Yes that is right; I have to clarify few things to stop my thoughts spinning with and drowning under the weight of resources. Resources on writing, blogging and generally making yourself heard. In the loudly crowded world. Otherwise I may spin right into the ocean of fears and drown under the deepest of them all; fear of being ridiculed. That happened to me once when I was about 15 and eager to read aloud my story in front of the writing class. I did not write a word for years after that. Actually not until I learned another language – English. But that is the story for later. For now I just have to stop. And think.
And since I cannot understand anything unless it is written down I have to write it down. Now. And also because there is nobody to talk to about it all.
There is a voice in my head that I cannot silence. It keeps on asking – ‘How has it come to that?’ – I am trying to explain ‘that’. For my own sanity. So let me start at the beginning.

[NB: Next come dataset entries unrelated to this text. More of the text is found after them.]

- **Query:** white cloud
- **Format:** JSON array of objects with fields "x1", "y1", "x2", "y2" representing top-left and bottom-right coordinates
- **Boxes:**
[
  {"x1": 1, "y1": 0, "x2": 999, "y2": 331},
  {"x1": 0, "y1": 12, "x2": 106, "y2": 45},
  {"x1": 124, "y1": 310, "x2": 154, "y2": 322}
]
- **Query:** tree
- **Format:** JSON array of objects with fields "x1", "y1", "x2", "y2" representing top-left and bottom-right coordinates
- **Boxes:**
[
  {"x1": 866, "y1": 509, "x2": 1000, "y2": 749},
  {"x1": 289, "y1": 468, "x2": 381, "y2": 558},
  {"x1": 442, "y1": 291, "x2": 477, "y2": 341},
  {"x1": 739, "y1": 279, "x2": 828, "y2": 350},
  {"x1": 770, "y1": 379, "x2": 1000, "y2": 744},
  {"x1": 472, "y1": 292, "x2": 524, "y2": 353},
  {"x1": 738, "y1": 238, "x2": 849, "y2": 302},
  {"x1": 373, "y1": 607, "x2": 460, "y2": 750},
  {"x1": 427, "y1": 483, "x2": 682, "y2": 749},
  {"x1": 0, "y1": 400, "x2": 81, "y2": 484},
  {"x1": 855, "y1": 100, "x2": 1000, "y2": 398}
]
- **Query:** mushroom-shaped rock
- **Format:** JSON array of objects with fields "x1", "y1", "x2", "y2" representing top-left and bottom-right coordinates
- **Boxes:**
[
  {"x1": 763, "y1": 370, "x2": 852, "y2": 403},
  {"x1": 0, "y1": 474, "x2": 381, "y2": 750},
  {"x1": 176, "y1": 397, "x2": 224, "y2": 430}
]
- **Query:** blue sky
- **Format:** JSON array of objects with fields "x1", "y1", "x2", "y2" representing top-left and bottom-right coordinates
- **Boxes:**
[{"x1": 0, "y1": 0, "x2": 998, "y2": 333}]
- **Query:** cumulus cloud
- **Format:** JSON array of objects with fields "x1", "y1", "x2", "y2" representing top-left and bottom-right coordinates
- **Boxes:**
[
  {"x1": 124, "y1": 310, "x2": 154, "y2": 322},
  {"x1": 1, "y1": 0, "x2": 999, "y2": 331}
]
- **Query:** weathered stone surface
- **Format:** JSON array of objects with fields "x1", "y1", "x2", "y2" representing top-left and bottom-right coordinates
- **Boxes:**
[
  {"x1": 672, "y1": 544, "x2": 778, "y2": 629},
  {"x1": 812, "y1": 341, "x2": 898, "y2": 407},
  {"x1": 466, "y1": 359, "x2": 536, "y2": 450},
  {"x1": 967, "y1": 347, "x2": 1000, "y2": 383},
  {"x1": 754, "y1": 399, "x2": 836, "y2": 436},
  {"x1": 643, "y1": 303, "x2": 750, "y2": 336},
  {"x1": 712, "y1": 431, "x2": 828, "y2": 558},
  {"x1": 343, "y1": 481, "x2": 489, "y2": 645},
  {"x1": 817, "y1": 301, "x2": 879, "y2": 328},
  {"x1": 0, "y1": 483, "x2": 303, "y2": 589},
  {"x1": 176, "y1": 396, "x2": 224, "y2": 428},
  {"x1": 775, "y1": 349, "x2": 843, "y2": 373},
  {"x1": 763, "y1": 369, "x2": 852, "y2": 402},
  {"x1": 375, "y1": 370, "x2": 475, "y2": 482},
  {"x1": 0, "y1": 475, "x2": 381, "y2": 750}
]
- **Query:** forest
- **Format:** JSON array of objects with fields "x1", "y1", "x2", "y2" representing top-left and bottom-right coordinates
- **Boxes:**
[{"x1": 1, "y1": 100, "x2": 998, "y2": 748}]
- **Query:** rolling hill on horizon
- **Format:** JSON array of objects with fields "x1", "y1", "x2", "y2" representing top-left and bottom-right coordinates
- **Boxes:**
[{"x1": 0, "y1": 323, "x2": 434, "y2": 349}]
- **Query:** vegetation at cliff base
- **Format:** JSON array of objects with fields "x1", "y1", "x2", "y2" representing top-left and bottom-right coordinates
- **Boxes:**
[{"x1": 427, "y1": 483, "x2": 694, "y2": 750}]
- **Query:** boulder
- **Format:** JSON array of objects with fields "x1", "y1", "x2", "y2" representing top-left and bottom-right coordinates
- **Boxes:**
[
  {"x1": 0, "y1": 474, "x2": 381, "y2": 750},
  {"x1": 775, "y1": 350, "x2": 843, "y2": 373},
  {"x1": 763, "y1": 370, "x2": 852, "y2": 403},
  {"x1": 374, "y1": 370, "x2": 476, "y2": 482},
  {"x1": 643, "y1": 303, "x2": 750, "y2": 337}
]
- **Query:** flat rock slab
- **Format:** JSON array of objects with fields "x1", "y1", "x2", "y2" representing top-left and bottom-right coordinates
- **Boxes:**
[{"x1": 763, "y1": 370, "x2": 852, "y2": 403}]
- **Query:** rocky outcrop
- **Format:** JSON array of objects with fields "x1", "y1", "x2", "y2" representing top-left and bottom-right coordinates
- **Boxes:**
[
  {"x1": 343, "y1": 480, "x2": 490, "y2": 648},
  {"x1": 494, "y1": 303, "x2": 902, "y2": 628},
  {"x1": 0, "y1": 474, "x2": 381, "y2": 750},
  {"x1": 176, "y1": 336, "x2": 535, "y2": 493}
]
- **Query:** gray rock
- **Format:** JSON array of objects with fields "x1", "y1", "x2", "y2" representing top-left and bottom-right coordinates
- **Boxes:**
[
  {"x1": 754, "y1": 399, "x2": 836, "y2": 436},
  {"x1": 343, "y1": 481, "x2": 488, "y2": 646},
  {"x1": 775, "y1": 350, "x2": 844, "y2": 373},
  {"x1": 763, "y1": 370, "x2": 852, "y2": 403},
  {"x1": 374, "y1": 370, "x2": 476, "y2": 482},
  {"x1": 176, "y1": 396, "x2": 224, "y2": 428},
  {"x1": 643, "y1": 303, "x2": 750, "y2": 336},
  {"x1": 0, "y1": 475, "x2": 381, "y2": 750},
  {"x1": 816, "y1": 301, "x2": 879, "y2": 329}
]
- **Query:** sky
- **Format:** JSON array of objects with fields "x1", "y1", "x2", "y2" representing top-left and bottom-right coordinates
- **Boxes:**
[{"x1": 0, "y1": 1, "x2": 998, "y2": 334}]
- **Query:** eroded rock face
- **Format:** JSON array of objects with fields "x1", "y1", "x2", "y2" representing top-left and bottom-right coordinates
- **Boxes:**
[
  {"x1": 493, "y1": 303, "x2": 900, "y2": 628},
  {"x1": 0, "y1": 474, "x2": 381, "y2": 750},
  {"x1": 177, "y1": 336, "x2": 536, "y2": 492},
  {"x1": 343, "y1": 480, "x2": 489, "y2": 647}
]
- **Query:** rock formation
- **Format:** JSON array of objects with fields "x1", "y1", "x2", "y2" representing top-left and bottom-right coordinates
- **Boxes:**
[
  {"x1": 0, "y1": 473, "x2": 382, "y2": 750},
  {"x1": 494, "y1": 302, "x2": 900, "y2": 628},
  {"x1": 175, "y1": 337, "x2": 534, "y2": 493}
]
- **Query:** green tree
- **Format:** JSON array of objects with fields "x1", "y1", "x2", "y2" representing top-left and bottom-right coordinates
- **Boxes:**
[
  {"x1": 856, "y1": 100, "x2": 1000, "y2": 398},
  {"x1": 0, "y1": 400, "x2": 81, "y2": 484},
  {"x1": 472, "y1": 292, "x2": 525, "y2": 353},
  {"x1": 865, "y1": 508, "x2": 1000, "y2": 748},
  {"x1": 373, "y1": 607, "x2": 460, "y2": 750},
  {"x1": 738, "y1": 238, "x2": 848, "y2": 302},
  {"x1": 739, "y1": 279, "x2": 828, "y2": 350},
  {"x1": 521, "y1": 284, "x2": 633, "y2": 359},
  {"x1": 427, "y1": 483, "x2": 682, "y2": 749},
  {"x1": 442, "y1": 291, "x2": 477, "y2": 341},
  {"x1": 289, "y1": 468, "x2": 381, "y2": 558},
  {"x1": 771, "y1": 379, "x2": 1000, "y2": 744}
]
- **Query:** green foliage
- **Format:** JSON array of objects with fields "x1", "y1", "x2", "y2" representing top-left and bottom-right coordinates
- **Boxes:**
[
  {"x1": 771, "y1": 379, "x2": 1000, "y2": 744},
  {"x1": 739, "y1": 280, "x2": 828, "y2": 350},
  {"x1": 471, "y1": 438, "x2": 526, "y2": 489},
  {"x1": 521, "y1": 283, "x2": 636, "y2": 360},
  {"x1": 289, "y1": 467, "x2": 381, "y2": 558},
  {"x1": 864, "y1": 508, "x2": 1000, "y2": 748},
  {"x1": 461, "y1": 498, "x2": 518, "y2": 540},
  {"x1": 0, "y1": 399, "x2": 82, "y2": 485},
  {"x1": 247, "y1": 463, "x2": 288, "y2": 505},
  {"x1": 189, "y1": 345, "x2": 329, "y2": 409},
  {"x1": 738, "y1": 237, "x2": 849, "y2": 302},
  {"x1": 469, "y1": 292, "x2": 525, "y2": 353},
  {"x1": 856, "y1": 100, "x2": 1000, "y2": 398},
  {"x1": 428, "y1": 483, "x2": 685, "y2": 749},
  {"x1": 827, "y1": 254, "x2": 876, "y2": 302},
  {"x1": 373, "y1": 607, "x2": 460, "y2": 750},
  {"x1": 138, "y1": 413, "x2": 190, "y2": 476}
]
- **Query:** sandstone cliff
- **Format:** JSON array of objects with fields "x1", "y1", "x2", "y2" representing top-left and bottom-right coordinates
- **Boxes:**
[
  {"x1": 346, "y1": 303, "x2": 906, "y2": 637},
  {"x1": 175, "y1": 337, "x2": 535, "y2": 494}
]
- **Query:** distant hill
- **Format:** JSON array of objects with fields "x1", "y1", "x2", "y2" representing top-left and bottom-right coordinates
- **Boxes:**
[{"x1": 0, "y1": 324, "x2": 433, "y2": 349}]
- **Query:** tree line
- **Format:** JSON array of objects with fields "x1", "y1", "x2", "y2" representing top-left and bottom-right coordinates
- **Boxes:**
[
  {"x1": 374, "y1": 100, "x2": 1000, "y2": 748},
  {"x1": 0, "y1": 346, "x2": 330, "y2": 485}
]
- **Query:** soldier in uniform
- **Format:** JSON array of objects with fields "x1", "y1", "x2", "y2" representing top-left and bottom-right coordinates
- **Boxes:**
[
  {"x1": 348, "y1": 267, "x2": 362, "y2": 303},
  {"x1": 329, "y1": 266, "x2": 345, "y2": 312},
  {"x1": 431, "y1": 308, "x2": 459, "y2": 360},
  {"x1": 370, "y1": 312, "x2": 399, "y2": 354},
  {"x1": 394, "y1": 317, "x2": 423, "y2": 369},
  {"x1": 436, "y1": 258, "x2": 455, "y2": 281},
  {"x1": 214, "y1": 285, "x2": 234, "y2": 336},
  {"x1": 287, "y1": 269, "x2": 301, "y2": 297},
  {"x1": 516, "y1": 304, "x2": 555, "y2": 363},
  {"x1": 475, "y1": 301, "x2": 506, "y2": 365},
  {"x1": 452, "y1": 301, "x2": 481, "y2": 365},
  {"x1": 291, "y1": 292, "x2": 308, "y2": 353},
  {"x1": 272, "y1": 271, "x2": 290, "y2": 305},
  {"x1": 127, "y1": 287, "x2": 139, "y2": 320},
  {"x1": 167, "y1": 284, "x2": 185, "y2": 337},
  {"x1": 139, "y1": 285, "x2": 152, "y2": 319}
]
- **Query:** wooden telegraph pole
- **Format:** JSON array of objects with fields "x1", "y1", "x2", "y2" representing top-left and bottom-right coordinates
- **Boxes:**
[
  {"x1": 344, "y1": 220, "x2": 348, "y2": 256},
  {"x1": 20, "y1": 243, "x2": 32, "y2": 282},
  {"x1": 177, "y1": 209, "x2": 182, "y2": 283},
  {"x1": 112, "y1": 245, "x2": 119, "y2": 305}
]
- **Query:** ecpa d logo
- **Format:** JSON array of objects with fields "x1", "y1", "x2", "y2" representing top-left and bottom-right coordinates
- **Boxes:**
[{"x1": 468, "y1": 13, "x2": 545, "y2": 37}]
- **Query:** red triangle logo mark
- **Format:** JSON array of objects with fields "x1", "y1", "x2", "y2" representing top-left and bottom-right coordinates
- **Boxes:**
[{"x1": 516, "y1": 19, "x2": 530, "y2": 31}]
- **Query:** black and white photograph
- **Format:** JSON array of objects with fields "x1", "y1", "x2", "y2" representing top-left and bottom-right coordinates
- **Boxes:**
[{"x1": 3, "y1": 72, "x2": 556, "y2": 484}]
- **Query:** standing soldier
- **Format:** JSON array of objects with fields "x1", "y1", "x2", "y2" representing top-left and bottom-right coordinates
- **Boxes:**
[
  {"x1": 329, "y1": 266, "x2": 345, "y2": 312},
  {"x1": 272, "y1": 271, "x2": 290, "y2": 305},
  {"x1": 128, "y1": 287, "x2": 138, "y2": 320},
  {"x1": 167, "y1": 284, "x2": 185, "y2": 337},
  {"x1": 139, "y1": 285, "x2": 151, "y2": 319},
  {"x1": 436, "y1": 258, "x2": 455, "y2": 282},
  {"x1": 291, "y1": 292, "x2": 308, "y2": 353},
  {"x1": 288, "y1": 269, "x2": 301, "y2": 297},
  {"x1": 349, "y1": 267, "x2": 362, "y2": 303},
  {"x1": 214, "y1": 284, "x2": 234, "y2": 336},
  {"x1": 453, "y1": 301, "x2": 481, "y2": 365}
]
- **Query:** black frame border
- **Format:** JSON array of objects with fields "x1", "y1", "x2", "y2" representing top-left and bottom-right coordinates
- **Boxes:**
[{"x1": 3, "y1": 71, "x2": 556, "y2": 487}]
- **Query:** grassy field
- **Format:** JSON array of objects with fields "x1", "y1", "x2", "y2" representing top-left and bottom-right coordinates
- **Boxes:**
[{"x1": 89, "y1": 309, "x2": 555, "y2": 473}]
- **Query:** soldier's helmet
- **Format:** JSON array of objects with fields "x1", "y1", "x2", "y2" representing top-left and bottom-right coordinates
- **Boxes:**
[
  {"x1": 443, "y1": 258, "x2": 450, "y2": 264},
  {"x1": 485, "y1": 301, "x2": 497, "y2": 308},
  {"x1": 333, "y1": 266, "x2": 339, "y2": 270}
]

As a kid and later as a student I lived in my books. Yes that is right. I did not just read them, I actually inhabited them. They were my tent, my shelter from the harsh landscapes that surrounded me. I was odd one out, not only because I was tall, gangly and painfully alone, but I did not fit anywhere that was around me. Except in books. So I read what ever came to hand. One of my middle school teachers put Kafka in my hands. And Rilke, and Dickens. And many others. Living in the books was safe. Outside world did not matter. Once I discovered Russians, I ceased to be even aware that there is any world outside. I remember hiding in the library to read ‘Crime and Punishment’ and escape classes … for days! My mannerism and my speech mimicked the novel’s tone. And so did my writing. I was alone and unguided so I fashioned myself on 19thcentury Russian novelists. Harshly.
I will tell you the rest later … off for a walk.